In summary, the design pattern Adapter consists of adapting the interface of a class or object to be used otherwise, but without changing the interface or implementation.

Example: persistence in different services

A common case is when we develop a code client that intends to use several heterogeneous sources.

For example, you have multiple implementations capable of reading and recording files from various services:

class DropBox {
    void upload(DropBoxFile dbFile) {}
    DropBoxFile download(String id) {} 
}

class AWS {
    void save(InputStream input, int id) {}
    InputStream restore(int id) {} 
}

class GoogleDrive {
    void send(byte[] data, String name) {}
    byte[] get(String name) {} 
}

Each of these classes is in a different library or project. You do not want to make changes or duplicate the code.

Now imagine that you have a system where the user can decide on which service the data will be saved. One way out is to write a procedural code full of ifs and elses each time the system needs to use one of the available services, example:

if (dropbox) {
  //faz alguma coisa
} else if (aws) {
 //faz outra
} else if (drive) {
 // outra ainda
}

But you will not want this several times on the system, plus the code needed to convert the system types to the specific types of services. Think about how much maintenance it would take to add a new service

Then we can define a persistence interface:

interface Persistencia {
    void gravar(File file);
    File ler(String id);
}

The whole system would be implemented using only this interface. A wonder from the point of view of Object Orientation, without ifs, no need to change the code if any service changes.

But the problem is not completely solved. Service classes that we don’t want to change don’t implement our interface.
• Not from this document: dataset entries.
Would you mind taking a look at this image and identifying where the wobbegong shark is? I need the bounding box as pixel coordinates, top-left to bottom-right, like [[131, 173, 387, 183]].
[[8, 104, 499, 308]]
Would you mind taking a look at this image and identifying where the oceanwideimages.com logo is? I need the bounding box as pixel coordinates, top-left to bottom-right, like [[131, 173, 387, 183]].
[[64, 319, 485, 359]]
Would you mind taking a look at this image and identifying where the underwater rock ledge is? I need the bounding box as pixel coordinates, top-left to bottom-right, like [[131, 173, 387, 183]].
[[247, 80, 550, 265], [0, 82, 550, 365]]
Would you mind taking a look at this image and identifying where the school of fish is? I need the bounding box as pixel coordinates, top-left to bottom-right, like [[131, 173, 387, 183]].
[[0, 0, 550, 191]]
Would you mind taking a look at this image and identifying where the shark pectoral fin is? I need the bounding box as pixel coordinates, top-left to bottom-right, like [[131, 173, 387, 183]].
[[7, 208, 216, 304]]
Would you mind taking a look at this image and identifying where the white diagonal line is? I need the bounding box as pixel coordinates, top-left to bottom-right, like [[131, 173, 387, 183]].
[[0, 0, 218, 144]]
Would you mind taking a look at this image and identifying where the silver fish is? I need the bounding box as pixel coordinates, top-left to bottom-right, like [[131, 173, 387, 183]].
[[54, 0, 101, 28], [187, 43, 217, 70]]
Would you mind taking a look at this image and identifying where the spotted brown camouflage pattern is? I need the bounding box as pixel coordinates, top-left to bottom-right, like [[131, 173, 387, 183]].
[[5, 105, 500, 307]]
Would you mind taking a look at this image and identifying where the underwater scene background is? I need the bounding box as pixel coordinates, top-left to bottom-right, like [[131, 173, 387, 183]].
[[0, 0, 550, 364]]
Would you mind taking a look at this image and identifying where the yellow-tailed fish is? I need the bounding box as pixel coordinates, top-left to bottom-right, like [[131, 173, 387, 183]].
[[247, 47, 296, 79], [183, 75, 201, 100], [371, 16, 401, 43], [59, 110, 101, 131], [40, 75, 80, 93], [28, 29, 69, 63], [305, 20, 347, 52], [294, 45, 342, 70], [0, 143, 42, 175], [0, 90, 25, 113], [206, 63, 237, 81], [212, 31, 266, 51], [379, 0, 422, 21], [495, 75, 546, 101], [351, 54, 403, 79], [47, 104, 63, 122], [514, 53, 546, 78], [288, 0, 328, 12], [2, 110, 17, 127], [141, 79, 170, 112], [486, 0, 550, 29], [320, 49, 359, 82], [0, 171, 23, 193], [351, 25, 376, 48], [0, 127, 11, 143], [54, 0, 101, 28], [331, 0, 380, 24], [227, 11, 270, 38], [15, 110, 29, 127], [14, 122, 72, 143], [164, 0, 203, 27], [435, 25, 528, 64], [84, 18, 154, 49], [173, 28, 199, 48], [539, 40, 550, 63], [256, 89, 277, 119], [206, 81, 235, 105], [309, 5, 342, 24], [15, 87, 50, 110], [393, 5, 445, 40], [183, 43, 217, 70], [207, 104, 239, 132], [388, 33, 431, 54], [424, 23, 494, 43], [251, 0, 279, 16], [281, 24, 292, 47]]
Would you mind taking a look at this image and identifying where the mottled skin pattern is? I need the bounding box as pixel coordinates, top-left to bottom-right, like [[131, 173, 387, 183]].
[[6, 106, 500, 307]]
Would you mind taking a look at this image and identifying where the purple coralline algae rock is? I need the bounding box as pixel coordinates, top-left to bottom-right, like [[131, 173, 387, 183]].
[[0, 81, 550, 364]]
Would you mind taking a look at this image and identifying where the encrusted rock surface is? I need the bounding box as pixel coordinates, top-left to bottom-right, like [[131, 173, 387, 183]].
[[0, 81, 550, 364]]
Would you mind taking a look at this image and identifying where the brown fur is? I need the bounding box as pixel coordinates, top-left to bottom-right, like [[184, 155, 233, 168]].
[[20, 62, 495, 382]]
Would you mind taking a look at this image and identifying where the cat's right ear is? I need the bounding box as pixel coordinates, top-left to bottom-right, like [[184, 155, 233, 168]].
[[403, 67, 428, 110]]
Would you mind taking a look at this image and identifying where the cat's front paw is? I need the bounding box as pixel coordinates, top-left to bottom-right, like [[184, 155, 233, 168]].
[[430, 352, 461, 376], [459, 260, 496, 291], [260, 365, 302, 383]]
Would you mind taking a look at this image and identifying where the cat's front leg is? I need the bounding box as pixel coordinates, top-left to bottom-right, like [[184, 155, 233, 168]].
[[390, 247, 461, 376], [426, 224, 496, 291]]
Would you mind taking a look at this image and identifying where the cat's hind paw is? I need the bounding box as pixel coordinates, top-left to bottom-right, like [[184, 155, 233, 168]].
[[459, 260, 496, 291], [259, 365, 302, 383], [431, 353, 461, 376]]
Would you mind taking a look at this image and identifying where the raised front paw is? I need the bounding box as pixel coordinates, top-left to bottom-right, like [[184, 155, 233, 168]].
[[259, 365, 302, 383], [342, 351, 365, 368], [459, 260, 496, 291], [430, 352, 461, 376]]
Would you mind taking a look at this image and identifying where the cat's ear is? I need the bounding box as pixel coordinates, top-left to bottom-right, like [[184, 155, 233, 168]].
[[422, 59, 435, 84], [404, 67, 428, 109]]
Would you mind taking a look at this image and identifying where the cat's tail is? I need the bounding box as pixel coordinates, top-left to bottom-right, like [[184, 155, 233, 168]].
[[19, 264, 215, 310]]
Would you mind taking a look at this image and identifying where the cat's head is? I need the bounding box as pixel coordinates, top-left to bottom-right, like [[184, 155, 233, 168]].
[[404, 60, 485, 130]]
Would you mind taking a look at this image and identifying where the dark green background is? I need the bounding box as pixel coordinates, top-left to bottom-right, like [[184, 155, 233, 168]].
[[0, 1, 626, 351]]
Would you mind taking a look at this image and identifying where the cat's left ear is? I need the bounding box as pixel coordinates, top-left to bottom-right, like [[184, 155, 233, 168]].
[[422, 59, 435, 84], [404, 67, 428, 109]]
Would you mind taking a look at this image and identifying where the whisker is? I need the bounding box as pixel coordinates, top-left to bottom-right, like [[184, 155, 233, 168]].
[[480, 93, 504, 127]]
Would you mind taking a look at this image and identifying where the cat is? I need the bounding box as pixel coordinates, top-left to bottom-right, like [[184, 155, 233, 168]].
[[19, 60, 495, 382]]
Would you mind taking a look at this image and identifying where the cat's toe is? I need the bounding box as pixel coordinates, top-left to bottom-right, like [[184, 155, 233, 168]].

So for each service, we should implement an adapter. For example:

class DropBoxAdapter implements Persistencia {
  DropBox dropBox;
  DropBoxAdapter(DropBox dropBox) {
    this.dropBox = dropBox;
  }
  void gravar(File file) {
    dropBox.upload(new DropBoxFile(file.getAbsolutePath());
  }
  File ler(String id) {
    DropBoxFile dbFile = dropBox.download(id);
    return new File(dbFile.getLocalPath());
  }
}

Note that we have just created a class that allows us to use an object DropBox using the interface Persistencia. Us we adapt the original class according to the desired interface.

Other implementations of Adapters should then be provided for other services using the same principle.

Example: improving legacy code

Now imagine that we have to maintain a poorly designed system that implements logs manually using the following class:

class HomeMadeLog {
    public void log(int nivel, String mensagem, Throwable erro) {
        String s = formatarLog(nivel, mensagem, erro);
        adicionaLogNoArquivo(s);
    }
    private String formatarLog(...) { }
    private String adicionaLogNoArquivo(...) { }
}

We need to modernize logs using a framework like Log4j, but there are thousands of calls to the old method and many of them are too complicated to simply do an automatic overwrite.

What’s more, we want to avoid generating 99% change of the project files, as this would generate a major conflict problem in the version control system for all other developers.

One solution is to extend the class HomeMadeLog so that it is an adapter for Log4j. Example:

class HomeMadeLogToLog4jAdaptor extends HomeMadeLog {
    Logger logger = Logger.getLogger();
    @Override
    public void log(int nivel, String mensagem, Throwable erro) {
        if (nivel == 0) logger.debug(mensagem, erro);
        else if (nivel == 1) logger.info(mensagem, erro);
        else if (nivel == 2) logger.error(mensagem, erro);
    }
}

Now just provide an instance of HomeMadeLogToLog4jAdaptor instead HomeMadeLog and all classes will work with Log4j without modifications.

Considerations

Note that the main trump of the project pattern Adapter is to allow reuse of code consistently while maintaining compatibility with other libraries and earlier versions of code.

A class adaptor is nothing more than a class that implements the interface you want to use and delegates the actual execution to a third class that has the implementation we want to use.

Note also that my examples are purposefully simplified. Some details and complexities that are unrelated to the pattern itself have been omitted to avoid complicating the examples.